RoTHP: Rotary Position Embedding-based Transformer Hawkes Process

Read original: arXiv:2405.06985 - Published 5/14/2024 by Anningzhe Gao, Shan Dai

💬

Overview

Temporal Point Processes (TPPs) are a common way to model event sequences like financial transactions or user behavior on social media
Hawkes Process, a type of TPP, is widely used for this task
Neural Temporal Point Processes, including the Transformer Hawkes Process (THP), have shown improved performance over traditional methods
However, THPs still struggle with "sequence prediction" - training on past events and predicting future ones
THPs also show performance sensitivity to temporal changes or noise in the data

Plain English Explanation

Temporal Point Processes (TPPs) are a way to model sequences of events that happen over time, like the transactions in a financial market or the posts made by users on a social network. One popular type of TPP is called the Hawkes Process, which is good at capturing how new events can be influenced by past events.
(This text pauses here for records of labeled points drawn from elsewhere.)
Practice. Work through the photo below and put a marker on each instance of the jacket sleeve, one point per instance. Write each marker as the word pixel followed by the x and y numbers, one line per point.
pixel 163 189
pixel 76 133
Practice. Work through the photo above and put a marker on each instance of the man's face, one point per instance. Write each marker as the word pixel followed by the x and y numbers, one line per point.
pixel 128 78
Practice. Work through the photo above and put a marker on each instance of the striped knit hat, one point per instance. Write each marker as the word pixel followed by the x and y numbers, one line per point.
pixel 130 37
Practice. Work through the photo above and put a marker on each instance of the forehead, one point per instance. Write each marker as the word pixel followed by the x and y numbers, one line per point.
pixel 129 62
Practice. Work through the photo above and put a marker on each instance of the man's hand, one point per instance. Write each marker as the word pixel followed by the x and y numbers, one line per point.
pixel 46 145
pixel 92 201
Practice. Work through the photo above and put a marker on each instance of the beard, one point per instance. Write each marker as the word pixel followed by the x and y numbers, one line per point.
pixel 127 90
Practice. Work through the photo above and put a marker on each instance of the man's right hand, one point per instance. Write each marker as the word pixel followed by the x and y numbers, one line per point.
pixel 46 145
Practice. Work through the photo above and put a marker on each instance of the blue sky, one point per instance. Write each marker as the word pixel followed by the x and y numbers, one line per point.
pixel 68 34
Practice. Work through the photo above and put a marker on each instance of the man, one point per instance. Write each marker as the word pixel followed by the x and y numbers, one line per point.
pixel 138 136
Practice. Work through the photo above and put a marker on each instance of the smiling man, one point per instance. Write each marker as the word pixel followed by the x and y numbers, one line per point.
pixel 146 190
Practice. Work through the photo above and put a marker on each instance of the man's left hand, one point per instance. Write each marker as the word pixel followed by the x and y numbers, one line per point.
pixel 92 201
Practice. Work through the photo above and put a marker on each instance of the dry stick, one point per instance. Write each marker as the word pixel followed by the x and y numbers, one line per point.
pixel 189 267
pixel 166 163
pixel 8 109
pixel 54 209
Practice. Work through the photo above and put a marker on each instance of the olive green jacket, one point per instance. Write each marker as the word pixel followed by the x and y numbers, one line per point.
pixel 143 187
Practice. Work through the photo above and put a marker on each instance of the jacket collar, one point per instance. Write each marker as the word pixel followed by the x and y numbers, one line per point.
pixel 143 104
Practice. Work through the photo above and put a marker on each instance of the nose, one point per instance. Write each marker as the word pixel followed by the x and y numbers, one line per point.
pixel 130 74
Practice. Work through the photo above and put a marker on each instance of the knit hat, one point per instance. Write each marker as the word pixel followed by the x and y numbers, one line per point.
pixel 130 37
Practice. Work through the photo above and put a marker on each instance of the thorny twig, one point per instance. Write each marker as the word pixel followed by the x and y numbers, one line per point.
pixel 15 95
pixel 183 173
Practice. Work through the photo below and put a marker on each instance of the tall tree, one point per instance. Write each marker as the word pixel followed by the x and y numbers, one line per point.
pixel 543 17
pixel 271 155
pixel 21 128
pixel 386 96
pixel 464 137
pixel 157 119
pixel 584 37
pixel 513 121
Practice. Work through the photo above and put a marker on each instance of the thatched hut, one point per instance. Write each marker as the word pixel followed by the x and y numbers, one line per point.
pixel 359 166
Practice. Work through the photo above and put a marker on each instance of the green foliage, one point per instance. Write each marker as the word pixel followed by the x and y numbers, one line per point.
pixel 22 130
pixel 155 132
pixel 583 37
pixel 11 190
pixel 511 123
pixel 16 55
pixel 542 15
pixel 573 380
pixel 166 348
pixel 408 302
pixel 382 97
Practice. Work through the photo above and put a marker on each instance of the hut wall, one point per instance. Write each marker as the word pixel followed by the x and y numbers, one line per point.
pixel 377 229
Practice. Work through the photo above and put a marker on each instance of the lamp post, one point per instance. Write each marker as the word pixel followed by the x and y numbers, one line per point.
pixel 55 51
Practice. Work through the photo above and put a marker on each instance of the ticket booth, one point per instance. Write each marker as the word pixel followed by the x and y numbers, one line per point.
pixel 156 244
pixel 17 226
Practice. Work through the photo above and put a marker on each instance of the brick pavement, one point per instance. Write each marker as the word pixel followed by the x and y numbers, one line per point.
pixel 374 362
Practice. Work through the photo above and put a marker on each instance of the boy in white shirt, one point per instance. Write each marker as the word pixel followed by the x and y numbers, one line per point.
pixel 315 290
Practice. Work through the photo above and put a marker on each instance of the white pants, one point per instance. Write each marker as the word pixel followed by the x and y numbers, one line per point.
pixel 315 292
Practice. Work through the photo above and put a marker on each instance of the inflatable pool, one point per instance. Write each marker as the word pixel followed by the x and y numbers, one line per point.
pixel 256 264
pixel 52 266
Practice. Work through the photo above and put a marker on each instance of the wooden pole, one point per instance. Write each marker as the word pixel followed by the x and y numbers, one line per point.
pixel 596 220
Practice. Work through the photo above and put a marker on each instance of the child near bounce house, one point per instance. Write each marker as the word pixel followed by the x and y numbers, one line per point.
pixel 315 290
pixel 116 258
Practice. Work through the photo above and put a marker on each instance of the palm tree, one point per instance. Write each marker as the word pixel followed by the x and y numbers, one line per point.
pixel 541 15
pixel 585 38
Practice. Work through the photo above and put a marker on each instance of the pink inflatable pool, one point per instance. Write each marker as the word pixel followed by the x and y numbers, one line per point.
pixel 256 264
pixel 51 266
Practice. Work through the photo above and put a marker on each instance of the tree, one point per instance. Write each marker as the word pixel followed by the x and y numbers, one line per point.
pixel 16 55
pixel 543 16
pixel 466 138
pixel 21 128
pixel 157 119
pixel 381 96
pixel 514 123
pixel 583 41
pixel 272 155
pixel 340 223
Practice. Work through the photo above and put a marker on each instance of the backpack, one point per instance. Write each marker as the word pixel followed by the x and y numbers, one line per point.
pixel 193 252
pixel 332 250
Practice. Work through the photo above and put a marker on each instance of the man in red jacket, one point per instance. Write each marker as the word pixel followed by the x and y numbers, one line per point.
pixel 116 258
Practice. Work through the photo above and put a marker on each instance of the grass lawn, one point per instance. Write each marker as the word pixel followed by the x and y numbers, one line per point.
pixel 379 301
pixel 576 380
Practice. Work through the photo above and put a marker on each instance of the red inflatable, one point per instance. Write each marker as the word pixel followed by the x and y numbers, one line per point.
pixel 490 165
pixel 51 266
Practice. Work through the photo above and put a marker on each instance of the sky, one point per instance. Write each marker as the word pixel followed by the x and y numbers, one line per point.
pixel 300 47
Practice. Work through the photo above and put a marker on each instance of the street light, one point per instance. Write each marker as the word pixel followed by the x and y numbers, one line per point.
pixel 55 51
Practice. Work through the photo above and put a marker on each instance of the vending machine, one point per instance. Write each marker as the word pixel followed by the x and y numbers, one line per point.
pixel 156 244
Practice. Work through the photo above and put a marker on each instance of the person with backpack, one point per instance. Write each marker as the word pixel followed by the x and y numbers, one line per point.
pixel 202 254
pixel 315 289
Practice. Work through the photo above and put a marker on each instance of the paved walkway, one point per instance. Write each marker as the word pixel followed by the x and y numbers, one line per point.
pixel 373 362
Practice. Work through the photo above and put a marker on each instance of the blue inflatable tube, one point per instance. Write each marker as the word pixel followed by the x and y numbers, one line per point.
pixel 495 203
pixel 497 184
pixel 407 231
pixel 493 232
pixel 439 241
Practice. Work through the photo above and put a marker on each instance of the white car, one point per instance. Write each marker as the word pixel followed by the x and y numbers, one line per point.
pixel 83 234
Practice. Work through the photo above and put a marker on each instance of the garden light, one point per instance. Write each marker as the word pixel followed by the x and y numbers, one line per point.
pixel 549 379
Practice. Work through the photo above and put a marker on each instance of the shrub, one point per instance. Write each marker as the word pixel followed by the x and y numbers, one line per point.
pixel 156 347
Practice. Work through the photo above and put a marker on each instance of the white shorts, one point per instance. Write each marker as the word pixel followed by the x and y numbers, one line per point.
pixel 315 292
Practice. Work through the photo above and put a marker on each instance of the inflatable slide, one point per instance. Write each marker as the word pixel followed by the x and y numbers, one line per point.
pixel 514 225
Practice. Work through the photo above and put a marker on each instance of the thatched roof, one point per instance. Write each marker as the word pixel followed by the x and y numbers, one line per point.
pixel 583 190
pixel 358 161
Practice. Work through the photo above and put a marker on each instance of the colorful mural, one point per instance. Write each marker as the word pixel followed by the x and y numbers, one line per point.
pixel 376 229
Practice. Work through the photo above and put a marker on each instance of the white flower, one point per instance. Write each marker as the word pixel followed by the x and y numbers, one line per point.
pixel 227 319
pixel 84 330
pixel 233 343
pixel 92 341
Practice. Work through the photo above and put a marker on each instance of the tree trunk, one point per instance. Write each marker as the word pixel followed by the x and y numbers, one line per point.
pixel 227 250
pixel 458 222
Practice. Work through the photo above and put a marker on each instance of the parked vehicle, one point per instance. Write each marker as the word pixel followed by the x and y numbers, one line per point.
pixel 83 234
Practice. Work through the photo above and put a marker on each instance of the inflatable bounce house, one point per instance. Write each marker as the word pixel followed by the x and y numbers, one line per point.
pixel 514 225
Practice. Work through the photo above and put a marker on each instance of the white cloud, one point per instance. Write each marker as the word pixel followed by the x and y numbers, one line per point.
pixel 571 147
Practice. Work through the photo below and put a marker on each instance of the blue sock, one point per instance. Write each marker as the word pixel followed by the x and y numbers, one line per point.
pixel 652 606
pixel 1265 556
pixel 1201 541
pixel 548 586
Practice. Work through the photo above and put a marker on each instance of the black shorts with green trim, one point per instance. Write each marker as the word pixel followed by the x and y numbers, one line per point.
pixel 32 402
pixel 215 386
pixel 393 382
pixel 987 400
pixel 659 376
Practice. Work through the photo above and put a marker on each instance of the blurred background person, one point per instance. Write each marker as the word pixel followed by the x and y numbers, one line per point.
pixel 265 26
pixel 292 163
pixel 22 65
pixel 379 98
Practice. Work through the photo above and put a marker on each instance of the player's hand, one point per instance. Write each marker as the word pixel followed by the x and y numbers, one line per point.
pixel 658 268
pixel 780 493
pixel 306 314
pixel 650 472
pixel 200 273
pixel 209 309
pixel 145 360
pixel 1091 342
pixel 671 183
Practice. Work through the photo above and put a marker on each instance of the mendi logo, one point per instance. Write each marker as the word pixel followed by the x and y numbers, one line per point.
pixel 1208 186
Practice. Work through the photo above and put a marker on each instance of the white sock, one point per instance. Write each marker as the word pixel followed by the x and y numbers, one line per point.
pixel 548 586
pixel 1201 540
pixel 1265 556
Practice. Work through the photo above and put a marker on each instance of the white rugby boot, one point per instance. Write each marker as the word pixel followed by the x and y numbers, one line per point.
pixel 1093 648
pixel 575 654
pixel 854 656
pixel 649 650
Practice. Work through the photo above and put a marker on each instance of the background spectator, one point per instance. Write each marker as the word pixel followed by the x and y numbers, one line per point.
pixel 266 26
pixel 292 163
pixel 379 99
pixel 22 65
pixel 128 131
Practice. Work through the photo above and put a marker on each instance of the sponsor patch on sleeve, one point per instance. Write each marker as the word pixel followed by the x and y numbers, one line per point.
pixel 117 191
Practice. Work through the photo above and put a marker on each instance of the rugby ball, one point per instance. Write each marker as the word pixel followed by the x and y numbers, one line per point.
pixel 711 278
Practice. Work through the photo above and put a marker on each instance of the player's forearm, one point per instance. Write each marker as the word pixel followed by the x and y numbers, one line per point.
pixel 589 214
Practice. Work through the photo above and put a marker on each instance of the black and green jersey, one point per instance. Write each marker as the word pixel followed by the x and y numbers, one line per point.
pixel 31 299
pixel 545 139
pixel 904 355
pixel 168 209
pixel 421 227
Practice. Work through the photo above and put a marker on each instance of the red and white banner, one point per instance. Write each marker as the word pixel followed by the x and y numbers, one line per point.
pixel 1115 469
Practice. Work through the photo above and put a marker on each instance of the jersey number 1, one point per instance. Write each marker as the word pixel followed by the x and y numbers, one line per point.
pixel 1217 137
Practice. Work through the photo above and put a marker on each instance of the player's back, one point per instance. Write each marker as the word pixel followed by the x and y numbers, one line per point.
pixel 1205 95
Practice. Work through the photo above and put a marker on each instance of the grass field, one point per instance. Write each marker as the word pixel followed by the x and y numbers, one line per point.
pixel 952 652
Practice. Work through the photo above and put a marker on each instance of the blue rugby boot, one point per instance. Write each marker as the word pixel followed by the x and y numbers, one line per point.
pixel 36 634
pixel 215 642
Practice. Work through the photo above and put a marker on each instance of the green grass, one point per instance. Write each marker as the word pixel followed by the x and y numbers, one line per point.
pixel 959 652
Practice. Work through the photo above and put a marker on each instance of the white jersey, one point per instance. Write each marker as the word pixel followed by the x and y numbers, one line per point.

As neural networks have become more powerful, researchers have developed "neural" versions of Hawkes Processes that can learn complex patterns in event data. One of these is called the Transformer Hawkes Process (THP), which uses a special type of neural network called a Transformer to make predictions.

While THPs have shown promise, they still have some limitations. One is the "sequence prediction" problem - they are trained on past event sequences but then need to make predictions about future events, which can be challenging. Another issue is that the way THPs represent the timing of events can make them sensitive to changes or noise in the timestamps.

Technical Explanation

To address these problems, the researchers propose a new architecture called the Rotary Position Embedding-based THP (RoTHP). The key innovation is the use of "relative time embeddings" - a way of encoding the timing of events that is invariant to translations in time. This, the researchers show, gives RoTHP better "sequence prediction flexibility" compared to previous THPs.

Theoretically, the relative time embeddings used in RoTHP provide translation invariance, meaning the model's performance is not as sensitive to shifts or noise in the timestamps. The researchers also demonstrate empirically that RoTHP outperforms THP on sequence prediction tasks, especially when there are temporal changes in the data.

Critical Analysis

The paper provides a solid technical contribution by introducing the RoTHP architecture and demonstrating its advantages over previous Transformer-based Hawkes Process models. The use of relative time embeddings is an interesting and promising approach to address the sequence prediction and timestamp sensitivity issues.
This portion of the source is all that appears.